EmBARK -
Temporal Evolution of Barriers to Adaptation and their Relevance for Climate Related Loss and Damage
Project Period
November 2017 – October 2021
Consortium
Climate Analytics
IRI THESys Institute at Humboldt University Berlin
Partners
Friederike Otto, Environmental Change Institute at the University of Oxford
Dim Coumou, Potsdam Institute for Climate Impact Research
Raya Muttarak, Jesus Crespo Cuaresma, International Institute for Advanced System Analysis
Contact
The EmBARK-project investigates time scales and possible trajectories of socio-economic transformation processes and analyse their relevance as potential barriers to adaptation to climate change. An improved understanding of the temporal dynamics of such barriers is key in developing a more realistic understanding of future climate impacts and for scientifically robust assessment of future climate related loss and damage.

Projections of climate hazards alone are insufficient to assess future impacts of climate change. Such an assessment has to fully account for vulnerability and exposure of human and ecosystems. In addition, impact assessments need to include possible adaptation strategies to avoid the impacts of climate change as far as possible.

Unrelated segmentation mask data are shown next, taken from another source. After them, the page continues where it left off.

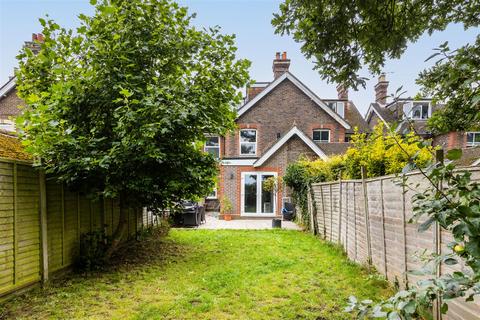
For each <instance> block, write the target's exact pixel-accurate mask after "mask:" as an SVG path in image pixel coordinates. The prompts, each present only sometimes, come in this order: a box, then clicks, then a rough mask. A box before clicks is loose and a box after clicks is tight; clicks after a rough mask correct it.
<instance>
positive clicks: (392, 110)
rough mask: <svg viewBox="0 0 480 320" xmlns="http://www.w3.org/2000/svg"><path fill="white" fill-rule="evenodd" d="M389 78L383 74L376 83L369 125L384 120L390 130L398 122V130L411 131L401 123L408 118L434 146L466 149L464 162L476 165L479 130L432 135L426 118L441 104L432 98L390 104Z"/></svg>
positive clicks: (478, 144) (448, 148) (432, 112)
mask: <svg viewBox="0 0 480 320" xmlns="http://www.w3.org/2000/svg"><path fill="white" fill-rule="evenodd" d="M387 95H388V81H387V80H386V78H385V75H384V74H382V75H380V77H379V78H378V83H377V84H376V85H375V102H373V103H371V104H370V106H369V108H368V110H367V113H366V115H365V120H366V122H367V124H368V126H369V127H370V128H373V127H374V126H375V125H377V124H378V123H379V122H383V123H384V124H385V127H386V128H387V129H388V128H390V127H391V126H392V125H393V124H396V125H397V127H396V130H397V131H398V132H399V133H401V134H404V133H406V132H409V131H410V130H411V127H410V125H409V123H408V122H405V121H404V122H402V120H403V119H405V117H408V118H409V119H410V120H411V121H412V122H413V129H414V131H415V133H416V134H418V135H419V136H421V137H422V138H425V139H431V140H432V145H434V146H440V147H443V148H444V149H446V150H449V149H453V148H461V149H463V154H464V155H463V157H462V159H461V161H460V163H461V164H462V165H474V163H475V161H476V160H478V159H479V158H480V132H478V131H469V132H463V131H452V132H448V133H444V134H433V133H432V132H431V131H430V130H429V128H428V126H427V121H428V119H429V118H430V117H431V116H432V113H434V112H435V111H436V110H439V109H441V108H442V105H435V104H433V103H432V100H431V99H427V98H425V99H413V98H406V99H403V98H402V99H396V100H395V101H394V102H391V103H387Z"/></svg>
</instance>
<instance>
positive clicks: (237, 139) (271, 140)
mask: <svg viewBox="0 0 480 320" xmlns="http://www.w3.org/2000/svg"><path fill="white" fill-rule="evenodd" d="M237 124H238V126H239V128H253V129H257V156H261V155H262V154H263V153H264V152H265V151H266V150H267V149H268V148H270V147H271V146H272V145H273V144H274V143H275V142H276V141H277V134H278V133H280V135H281V136H283V135H284V134H285V133H287V132H288V131H289V130H290V129H291V128H292V126H293V125H296V126H297V127H298V128H299V129H300V130H302V131H303V132H304V133H305V134H307V135H308V136H309V137H312V130H313V129H321V128H327V129H330V139H331V142H344V139H345V128H344V127H343V126H342V125H340V124H339V123H338V122H337V121H336V120H334V119H333V118H332V117H331V116H330V115H328V114H327V113H326V112H325V111H323V110H322V109H321V108H320V107H319V106H318V105H317V104H316V103H315V102H313V101H312V100H311V99H310V98H309V97H308V96H306V95H305V94H304V93H303V92H302V91H301V90H300V89H299V88H298V87H297V86H295V85H294V84H293V83H292V82H290V81H289V80H285V81H283V82H282V83H280V84H279V85H278V86H277V87H276V88H275V90H273V91H271V92H270V93H268V94H267V95H266V96H265V97H263V98H262V99H261V100H260V101H258V102H257V104H256V105H255V106H254V107H252V108H251V109H250V110H249V111H247V112H246V113H245V114H243V115H242V116H241V117H240V118H239V119H238V120H237ZM225 156H226V157H238V156H239V137H238V131H237V132H235V133H234V134H231V135H229V136H227V137H226V138H225Z"/></svg>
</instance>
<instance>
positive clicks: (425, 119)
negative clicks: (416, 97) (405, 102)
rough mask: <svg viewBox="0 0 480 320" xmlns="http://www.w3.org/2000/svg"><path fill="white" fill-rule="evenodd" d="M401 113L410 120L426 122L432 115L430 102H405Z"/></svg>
mask: <svg viewBox="0 0 480 320" xmlns="http://www.w3.org/2000/svg"><path fill="white" fill-rule="evenodd" d="M403 112H404V114H406V115H407V117H408V118H410V119H412V120H426V119H428V118H430V115H431V113H432V111H431V106H430V102H407V103H405V104H404V105H403Z"/></svg>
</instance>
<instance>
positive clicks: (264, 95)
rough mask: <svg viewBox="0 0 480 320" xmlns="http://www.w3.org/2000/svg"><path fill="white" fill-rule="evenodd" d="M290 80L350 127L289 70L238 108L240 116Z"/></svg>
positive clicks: (302, 91)
mask: <svg viewBox="0 0 480 320" xmlns="http://www.w3.org/2000/svg"><path fill="white" fill-rule="evenodd" d="M286 80H288V81H290V82H291V83H292V84H293V85H295V86H296V87H297V88H298V89H299V90H300V91H301V92H303V94H304V95H305V96H307V97H308V98H309V99H310V100H312V101H313V102H314V103H315V104H316V105H317V106H318V107H319V108H320V109H322V110H323V111H324V112H325V113H327V114H328V115H329V116H330V117H331V118H332V119H334V120H335V121H336V122H338V123H339V124H340V125H342V126H343V127H344V128H345V129H350V128H351V127H350V125H349V124H348V123H347V122H346V121H345V120H344V119H342V117H340V116H339V115H338V114H337V113H335V112H334V111H332V110H331V109H330V108H329V107H328V106H327V105H326V104H325V103H324V102H323V101H322V100H321V99H320V98H318V97H317V96H316V95H315V94H314V93H313V92H312V91H311V90H310V89H308V88H307V87H306V86H305V85H304V84H303V83H302V82H300V80H298V79H297V78H296V77H295V76H293V75H292V74H291V73H289V72H285V73H284V74H283V75H282V76H280V77H278V78H277V79H275V81H273V82H272V83H271V84H270V85H268V86H267V87H266V88H265V89H264V90H263V91H262V92H261V93H259V94H258V95H256V96H255V98H253V99H252V100H250V101H249V102H247V103H246V104H245V105H244V106H243V107H241V108H240V109H239V110H238V118H240V117H242V116H243V115H244V114H245V113H247V111H249V110H250V109H251V108H253V107H255V106H256V105H257V102H259V101H260V100H262V98H264V97H265V96H267V95H268V94H269V93H270V92H272V91H274V90H276V89H277V87H279V86H280V84H281V83H283V82H284V81H286Z"/></svg>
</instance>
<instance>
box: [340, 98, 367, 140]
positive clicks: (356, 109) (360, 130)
mask: <svg viewBox="0 0 480 320" xmlns="http://www.w3.org/2000/svg"><path fill="white" fill-rule="evenodd" d="M345 120H347V122H348V124H350V126H351V129H348V130H346V132H347V133H353V131H354V129H355V127H357V128H358V129H359V130H360V132H367V131H370V128H369V127H368V124H367V122H366V121H365V119H364V118H363V117H362V115H361V114H360V112H359V111H358V109H357V107H356V106H355V104H354V103H353V102H352V101H349V102H348V107H347V108H346V110H345Z"/></svg>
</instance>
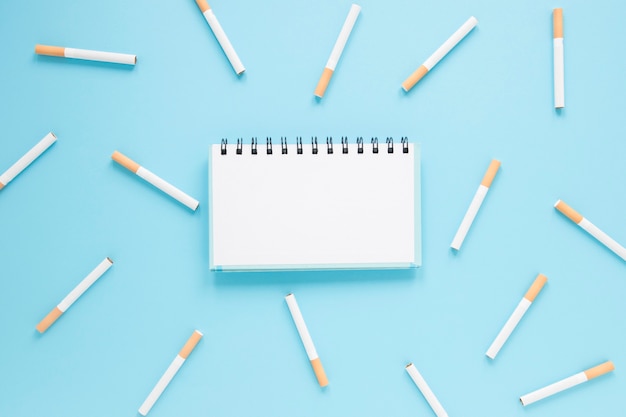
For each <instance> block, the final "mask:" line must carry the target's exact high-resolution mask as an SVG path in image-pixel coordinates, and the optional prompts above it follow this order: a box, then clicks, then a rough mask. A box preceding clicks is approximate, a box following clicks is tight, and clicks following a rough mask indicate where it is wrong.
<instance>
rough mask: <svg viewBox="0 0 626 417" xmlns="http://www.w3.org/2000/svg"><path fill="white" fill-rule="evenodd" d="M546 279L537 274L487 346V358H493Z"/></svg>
mask: <svg viewBox="0 0 626 417" xmlns="http://www.w3.org/2000/svg"><path fill="white" fill-rule="evenodd" d="M547 281H548V278H546V276H545V275H543V274H539V275H537V278H535V281H534V282H533V284H532V285H531V286H530V288H529V289H528V291H526V294H525V295H524V297H522V300H521V301H520V302H519V304H518V305H517V307H516V308H515V311H513V314H511V317H509V319H508V320H507V322H506V323H505V324H504V327H502V330H500V333H498V336H496V339H495V340H494V341H493V343H492V344H491V346H489V349H488V350H487V354H486V355H487V356H488V357H489V358H491V359H495V357H496V355H497V354H498V352H499V351H500V349H501V348H502V346H503V345H504V343H505V342H506V341H507V339H508V338H509V336H510V335H511V333H512V332H513V330H515V327H516V326H517V324H518V323H519V322H520V320H521V319H522V317H524V314H526V311H527V310H528V308H529V307H530V305H531V304H532V303H533V301H535V297H537V294H539V292H540V291H541V289H542V288H543V286H544V285H545V284H546V282H547Z"/></svg>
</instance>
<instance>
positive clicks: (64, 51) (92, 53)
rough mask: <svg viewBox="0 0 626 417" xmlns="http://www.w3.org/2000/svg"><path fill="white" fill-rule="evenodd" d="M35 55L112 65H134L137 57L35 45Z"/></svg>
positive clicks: (134, 64) (75, 48)
mask: <svg viewBox="0 0 626 417" xmlns="http://www.w3.org/2000/svg"><path fill="white" fill-rule="evenodd" d="M35 53H36V54H37V55H50V56H59V57H62V58H74V59H84V60H87V61H100V62H111V63H114V64H126V65H135V64H136V63H137V55H129V54H119V53H117V52H102V51H92V50H89V49H76V48H66V47H64V46H49V45H39V44H38V45H35Z"/></svg>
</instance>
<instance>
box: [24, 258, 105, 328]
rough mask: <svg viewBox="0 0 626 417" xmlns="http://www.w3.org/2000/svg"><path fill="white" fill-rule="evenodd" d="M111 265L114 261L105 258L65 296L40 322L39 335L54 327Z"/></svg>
mask: <svg viewBox="0 0 626 417" xmlns="http://www.w3.org/2000/svg"><path fill="white" fill-rule="evenodd" d="M111 265H113V261H112V260H111V259H110V258H104V260H103V261H102V262H100V264H99V265H98V266H97V267H96V268H95V269H94V270H93V271H91V272H90V273H89V275H87V276H86V277H85V278H84V279H83V280H82V281H81V282H80V283H79V284H78V285H77V286H76V287H75V288H74V289H73V290H72V291H70V293H69V294H68V295H67V296H65V298H64V299H63V300H61V302H60V303H59V304H57V306H56V307H55V308H53V309H52V311H51V312H50V313H48V315H47V316H46V317H44V319H43V320H41V321H40V322H39V324H38V325H37V326H36V327H35V328H36V329H37V331H38V332H39V333H43V332H45V331H46V330H47V329H48V327H50V326H52V324H53V323H54V322H55V321H57V319H58V318H59V317H61V315H62V314H63V313H65V312H66V311H67V309H68V308H70V306H71V305H72V304H74V302H75V301H76V300H78V298H79V297H80V296H81V295H83V293H84V292H85V291H87V289H88V288H89V287H91V286H92V285H93V283H94V282H96V281H97V280H98V278H100V277H101V276H102V275H103V274H104V273H105V272H106V271H108V270H109V268H110V267H111Z"/></svg>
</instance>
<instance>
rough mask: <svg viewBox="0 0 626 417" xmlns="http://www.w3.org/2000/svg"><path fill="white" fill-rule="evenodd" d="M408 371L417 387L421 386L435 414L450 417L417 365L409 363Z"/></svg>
mask: <svg viewBox="0 0 626 417" xmlns="http://www.w3.org/2000/svg"><path fill="white" fill-rule="evenodd" d="M406 371H407V372H408V373H409V375H410V376H411V379H412V380H413V382H415V385H417V388H419V390H420V391H421V393H422V395H423V396H424V398H426V401H428V405H430V408H432V409H433V411H434V412H435V415H437V417H448V413H446V410H444V409H443V406H442V405H441V403H440V402H439V400H438V399H437V397H435V394H434V393H433V391H432V390H431V389H430V387H429V386H428V384H427V383H426V380H424V378H423V377H422V374H420V373H419V371H418V370H417V368H416V367H415V365H413V364H412V363H409V364H408V365H407V366H406Z"/></svg>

While there are physical limits to reducing impacts through adaptation measures, the prospects for the implementation of adaptation measures in the near term for many societies globally will be determined by a wide range of socio-economic barriers and constraints to adaptation. These barriers and constraints include for example poverty, inequality, a lack of capacity, weak governance or knowledge and information gaps, many of which can be overcome over time. While the concept of time scales of adaptation are well established for ecosystems, questions of temporal dynamics of overcoming adaptation barriers in human systems have received much less attention. To assess future risks by climate change, however, an understanding of how the time scales of overcoming such barriers compare with the continuing emergence of climate hazards due to anthropogenic climate change is essential.
The EmBARK project will combine data-driven approaches of societal change with regional assessments of barriers to adaptation and attribution of climate signals to future emission pathways in order to further the understanding of climate and societal trajectories over the 21st century. By combining regional assessments of barriers to adaptation with studies on the attribution of climate signals and the development of science-based climate policy approaches, the EmBARK project will establish an interdisciplinary research framework for assessing climate-change related loss and damage.